👂 Text Classification: Active Learning with small-text#

In this tutorial, you will learn how to set up a complete active learning loop with a Hugging Face transformer:

Use the excellent small-text library to set up your active learner;
Use a Argilla listener to build and start an active learning loop;
Use the Argilla UI to annotate examples and learn actively;

raining-textclassification-smalltext-activelearning

Introduction#

Active learning is a special case of machine learning in which a learning algorithm can interactively query a user (or some other information source) to label new data points with the desired outputs. Wikipedia

Supervised machine learning often requires large amounts of labeled data that are expensive to generate. Active Learning (AL) systems attempt to overcome this labeling bottleneck. The underlying idea is that not all data points are equally important for training the model. The AL system tries to query only the most relevant data from a pool of unlabeled data to be labeled by a so-called oracle, which is often a human annotator. Therefore, AL systems are usually much more sample-efficient and need far less training data than traditional supervised systems.

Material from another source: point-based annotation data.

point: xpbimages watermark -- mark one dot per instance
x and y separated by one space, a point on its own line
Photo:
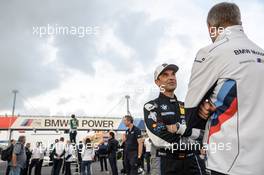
78 31
190 146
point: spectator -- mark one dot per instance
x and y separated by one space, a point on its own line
147 144
87 157
19 158
35 159
102 152
68 157
42 155
28 154
58 152
112 149
12 143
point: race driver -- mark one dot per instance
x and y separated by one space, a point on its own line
229 75
165 123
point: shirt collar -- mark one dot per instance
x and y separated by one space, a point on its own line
172 100
231 32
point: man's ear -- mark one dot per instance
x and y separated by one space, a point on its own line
157 82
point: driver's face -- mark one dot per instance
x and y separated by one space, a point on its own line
167 80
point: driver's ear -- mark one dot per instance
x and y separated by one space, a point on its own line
157 82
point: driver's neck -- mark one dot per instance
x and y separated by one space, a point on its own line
130 126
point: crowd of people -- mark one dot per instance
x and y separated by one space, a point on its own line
220 109
68 158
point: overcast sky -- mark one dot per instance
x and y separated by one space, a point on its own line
60 74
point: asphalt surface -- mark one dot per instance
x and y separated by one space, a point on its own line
96 170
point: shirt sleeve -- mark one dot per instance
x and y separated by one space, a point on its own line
206 71
17 149
156 129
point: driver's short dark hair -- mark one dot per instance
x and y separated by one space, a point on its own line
129 118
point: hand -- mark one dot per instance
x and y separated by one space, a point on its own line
205 109
172 128
139 161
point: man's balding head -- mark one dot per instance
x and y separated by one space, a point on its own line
221 16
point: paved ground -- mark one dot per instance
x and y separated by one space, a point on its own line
46 170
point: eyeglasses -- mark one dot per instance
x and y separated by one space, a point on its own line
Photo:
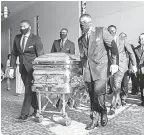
63 32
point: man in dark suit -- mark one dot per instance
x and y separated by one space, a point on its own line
119 95
139 51
63 44
27 46
93 54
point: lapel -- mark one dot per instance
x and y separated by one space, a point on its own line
84 41
117 40
141 54
65 44
29 41
19 43
92 38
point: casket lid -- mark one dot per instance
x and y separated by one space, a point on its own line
58 57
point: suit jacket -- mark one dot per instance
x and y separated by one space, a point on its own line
125 49
140 58
33 49
69 47
94 56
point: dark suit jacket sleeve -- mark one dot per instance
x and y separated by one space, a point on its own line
108 39
39 47
14 54
72 48
130 52
53 47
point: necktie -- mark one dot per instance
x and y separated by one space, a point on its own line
62 44
87 39
23 43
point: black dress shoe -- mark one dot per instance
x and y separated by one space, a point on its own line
92 125
22 118
123 103
104 119
111 112
59 103
18 118
33 114
142 103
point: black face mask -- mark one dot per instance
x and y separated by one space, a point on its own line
24 31
63 36
85 27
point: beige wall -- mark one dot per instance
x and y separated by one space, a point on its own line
127 16
53 16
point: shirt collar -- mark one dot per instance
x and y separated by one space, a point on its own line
89 30
27 35
64 39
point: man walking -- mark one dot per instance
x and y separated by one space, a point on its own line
95 66
27 46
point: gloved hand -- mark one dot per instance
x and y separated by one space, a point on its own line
11 73
113 69
134 69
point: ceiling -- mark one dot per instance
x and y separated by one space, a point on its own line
15 6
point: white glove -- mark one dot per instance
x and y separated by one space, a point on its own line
113 69
134 69
11 73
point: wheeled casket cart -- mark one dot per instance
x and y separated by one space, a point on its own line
56 73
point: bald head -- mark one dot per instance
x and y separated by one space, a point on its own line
85 18
85 22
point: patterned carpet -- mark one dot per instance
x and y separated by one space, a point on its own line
129 120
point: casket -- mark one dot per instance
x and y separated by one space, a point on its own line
56 72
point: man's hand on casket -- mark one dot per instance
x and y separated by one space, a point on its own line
113 69
11 73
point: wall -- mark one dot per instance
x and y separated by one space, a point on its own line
127 16
53 16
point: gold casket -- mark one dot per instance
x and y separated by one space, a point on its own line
57 73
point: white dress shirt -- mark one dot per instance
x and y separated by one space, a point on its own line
62 42
26 38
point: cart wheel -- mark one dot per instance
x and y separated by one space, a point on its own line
39 118
67 121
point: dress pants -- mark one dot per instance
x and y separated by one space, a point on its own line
141 82
97 99
116 87
30 98
124 86
135 83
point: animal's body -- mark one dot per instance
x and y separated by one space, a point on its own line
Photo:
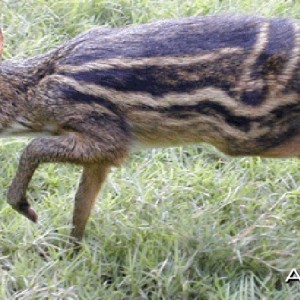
231 81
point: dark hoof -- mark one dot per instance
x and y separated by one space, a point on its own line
27 211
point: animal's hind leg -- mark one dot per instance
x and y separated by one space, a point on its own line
92 178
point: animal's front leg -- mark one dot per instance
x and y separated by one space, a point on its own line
72 148
92 178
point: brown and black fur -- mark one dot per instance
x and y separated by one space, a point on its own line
230 81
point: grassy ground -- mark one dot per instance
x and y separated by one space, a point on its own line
182 223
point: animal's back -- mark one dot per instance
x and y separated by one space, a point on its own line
230 81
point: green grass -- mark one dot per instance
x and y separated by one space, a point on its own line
181 223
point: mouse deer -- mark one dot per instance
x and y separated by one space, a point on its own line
229 81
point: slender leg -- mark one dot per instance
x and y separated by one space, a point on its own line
96 157
90 184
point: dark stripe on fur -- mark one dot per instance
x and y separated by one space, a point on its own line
159 81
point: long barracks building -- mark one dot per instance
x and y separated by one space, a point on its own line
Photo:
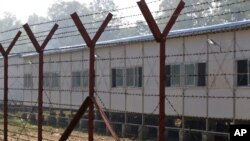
207 82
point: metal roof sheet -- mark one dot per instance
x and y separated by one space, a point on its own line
172 34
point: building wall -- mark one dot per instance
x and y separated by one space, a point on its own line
213 100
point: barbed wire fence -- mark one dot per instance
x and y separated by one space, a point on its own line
56 109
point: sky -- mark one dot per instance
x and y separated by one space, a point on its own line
23 8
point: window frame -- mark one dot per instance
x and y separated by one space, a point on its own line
194 74
123 77
28 80
135 77
76 78
49 79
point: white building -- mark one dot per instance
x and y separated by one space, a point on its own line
207 86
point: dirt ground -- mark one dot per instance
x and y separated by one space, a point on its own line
53 135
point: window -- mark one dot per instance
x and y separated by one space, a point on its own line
55 82
195 74
80 79
134 77
76 79
46 79
243 70
172 75
117 77
190 74
51 80
85 76
28 81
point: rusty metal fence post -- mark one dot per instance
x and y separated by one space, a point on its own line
91 44
5 56
40 51
160 38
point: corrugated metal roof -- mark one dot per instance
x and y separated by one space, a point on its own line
172 34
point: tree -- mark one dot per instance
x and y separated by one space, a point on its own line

This tutorial will show you how to incorporate Argilla into an active learning workflow involving a human in the loop. We will build a simple text classifier by combining the active learning framework small-text and Argilla. Hugging Face’s transformers will provide the classifier we will embed in an active learner from small-text. Argilla excels in making you the oracle that conveniently teaches the model via an intuitive UI.

Running Argilla#

For this tutorial, you will need to have an Argilla server running. There are two main options for deploying and running Argilla:

Deploy Argilla on Hugging Face Spaces: If you want to run tutorials with external notebooks (e.g., Google Colab) and you have an account on Hugging Face, you can deploy Argilla on Spaces with a few clicks:

For details about configuring your deployment, check the official Hugging Face Hub guide.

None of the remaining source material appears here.